Now I'll never know if Megan finds a millionaire.
Literally he has the smallest penis I've ever felt since 8th grade.
you kept insisting that i was jake gyllenhaal and you were heath ledger.
Slutapocalypse this thursday. Invite every freshieee you hooked up with this semester to my house. Think of it like a meet n greet for them and battle of the sluts for us.
Restaurants Roasting People Who Gave Them Negative Yelp Reviews (25 Pics)
There was a reason that "Throat Warrior 2011" was written on my martini glass. He said my title was undisputed.
Hahahaha you would not believe what I just pulled out of my vagina. Actually you probably wouldn't be surprised.
My kindergarten teacher served me... All coming full circle
Should we buy the taco bell before hand? Not having taco bell on Quattro de mayo isn't a risk I'm willing to take
I just spent 10 min explaining to my mom how orange is a strange color. I think she knows
Woman Posts Harassing DMs From Creep Online, Now He’s Upset Because People Told His Mom
And now we should drink to that moment where you realize you didn't exactly think things through.

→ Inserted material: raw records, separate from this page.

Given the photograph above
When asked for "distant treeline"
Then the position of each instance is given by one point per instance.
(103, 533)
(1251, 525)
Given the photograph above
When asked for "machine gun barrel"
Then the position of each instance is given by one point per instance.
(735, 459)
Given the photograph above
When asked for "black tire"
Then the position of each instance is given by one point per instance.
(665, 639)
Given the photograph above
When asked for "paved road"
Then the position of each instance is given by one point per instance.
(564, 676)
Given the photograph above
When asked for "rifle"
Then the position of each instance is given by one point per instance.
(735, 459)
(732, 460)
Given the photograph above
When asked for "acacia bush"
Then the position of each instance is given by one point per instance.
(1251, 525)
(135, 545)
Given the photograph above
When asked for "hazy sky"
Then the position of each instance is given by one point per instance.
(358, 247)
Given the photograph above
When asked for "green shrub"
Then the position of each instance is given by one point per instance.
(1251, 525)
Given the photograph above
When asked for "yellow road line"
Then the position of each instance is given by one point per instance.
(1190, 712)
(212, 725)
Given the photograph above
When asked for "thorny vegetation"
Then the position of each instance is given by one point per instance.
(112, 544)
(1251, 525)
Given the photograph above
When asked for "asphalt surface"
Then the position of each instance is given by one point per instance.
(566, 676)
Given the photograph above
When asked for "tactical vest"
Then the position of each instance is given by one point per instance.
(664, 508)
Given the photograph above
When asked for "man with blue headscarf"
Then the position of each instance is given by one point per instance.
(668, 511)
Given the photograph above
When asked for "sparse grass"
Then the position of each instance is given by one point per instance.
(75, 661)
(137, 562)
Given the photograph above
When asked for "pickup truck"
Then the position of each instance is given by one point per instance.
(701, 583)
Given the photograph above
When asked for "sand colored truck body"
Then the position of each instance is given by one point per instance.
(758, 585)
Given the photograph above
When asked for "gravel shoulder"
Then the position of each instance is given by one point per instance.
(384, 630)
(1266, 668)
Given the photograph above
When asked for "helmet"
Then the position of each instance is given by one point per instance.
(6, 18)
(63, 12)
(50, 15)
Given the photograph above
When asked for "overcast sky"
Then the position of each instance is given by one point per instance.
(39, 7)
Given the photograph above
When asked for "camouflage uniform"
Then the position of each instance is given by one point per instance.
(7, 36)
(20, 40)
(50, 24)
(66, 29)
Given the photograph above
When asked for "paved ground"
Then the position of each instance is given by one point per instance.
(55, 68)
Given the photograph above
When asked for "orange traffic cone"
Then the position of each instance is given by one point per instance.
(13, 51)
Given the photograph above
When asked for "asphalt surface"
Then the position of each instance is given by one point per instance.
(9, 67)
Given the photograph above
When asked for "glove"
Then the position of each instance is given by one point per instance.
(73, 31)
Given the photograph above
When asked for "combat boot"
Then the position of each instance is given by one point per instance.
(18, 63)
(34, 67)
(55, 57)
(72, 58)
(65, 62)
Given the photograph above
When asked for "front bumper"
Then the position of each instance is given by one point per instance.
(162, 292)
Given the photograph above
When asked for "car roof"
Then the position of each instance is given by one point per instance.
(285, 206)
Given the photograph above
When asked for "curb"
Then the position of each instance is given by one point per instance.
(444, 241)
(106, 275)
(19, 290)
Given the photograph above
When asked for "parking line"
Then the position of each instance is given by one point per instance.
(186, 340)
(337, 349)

There's that certain point at night when you start saying things like s'mores should be used in foreign relations. I reached it.
It's funny because every time I go up and down the stairs it's an adventure. A A DRUNK ADVENTURE. PS I ALREADY THREW UP WTF
He also ordered me a vibrator last week, so the flowers kind of balance it out
My friend came into the apartment in real handcuffs at 4 in the morning. She was laughing and running around and then proceeded out the door...
Let's just grow old together and be the crazy ladies that sit on the park bench, drinking booze from flasks and loudly talk about people who walk by.